Let’s say that there is a group of cool programmers out there who have the iPhone figured out, and they have developed a group of really great applications for it. They plan on selling several to any one business subscriber, as they are primarily designed to help them do a better job with appointments, business management, and contact management for sales. There is even an app for custom sales order forms. Maybe they’ve set their price at $29.95 for each application. They approach multiple affiliate networks with their plan, and set up accounts. There are three ways in which they can approach this, and they’ll be likely to try variations of all three to see what works best.

1. Straight sale offers, with the affiliate marketer (perhaps a business blogger) linking to a specific application for contact management. If the consumer buys, the network get $x or x% of the sale amount. This could be a major portion of the whole sale, with the advertiser hoping to then follow-up with offers of their other apps, but only paying once for this customer. The network takes their cut off the top, giving the major portion of the payment to the affiliate that sent the buyer.

2. The link from the affiliate blogger site is to a free trial of one of their applications. A sale isn’t certain, but this advertiser is pretty confident in their applications, and believes that the free trial will result in a conversion to a purchase, plus future purchases of the other apps in the suite of products, as they all interact. In this case, the dollar amount to the network may be smaller, but it’s going to result in more conversions, as the consumer doesn’t have to spend any money.

3. Generally, if the product costs are higher, they can offer a payment just for the lead, meaning they’ll pay if the consumer comes from your affiliate link to their site and just submits a small amount of information like their name and email address.
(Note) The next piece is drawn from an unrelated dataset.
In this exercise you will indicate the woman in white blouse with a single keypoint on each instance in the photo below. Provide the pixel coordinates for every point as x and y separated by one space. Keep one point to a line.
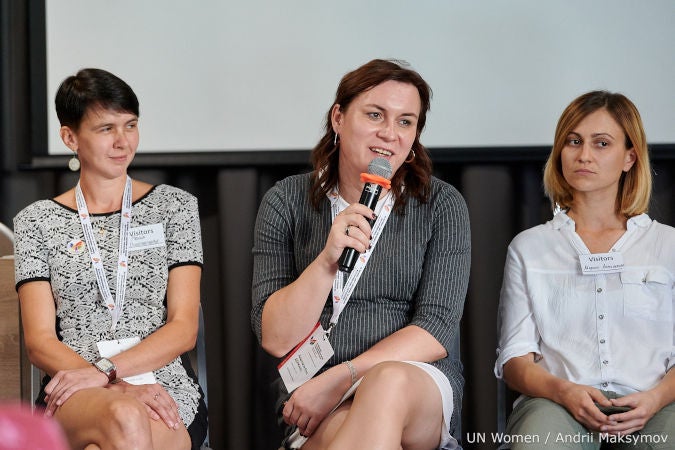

This will usually result in the highest conversion rate, but the payouts will be the smallest.

This advertiser probably approached several networks, and will likely end up working with more than one. As an affiliate marketer, you are likely to find them on the list of advertisers of more than one of the networks with which you work. There was negotiation on their end with the networks. Some would have demonstrated the probability that they would generate more business for the advertiser, and thus negotiated a higher overall payout.

You find this advertiser on a couple of your networks. Your decision as to which offer you’ll place on your sites and market will be based on which will result in the highest payout to you. One network may be keeping a higher portion for their income, leaving less for you, even though both are receiving the same from the advertiser. That’s assuming other factors has super iPhone ad apps, it may tip the scales their way with a lower payout for this particular offering. Or, you could create multiple marketing pieces and do them both as a test, using the results to kill one and stay with the other.

You’ll find that many advertisers will consistently run very different offers, often with very different payout amounts and methods. It isn’t always a test, in that some may work best with certain consumer demographic groups. They may retain a free trial offer, paying you less, but converting well with consumers who are resistant to buying something they can’t try first. Then, they may keep an ongoing offer out there for a straight purchase, maybe with a new customer discount. This one is for the early adopter, or consumer who has no problem spending money if they like the ad copy.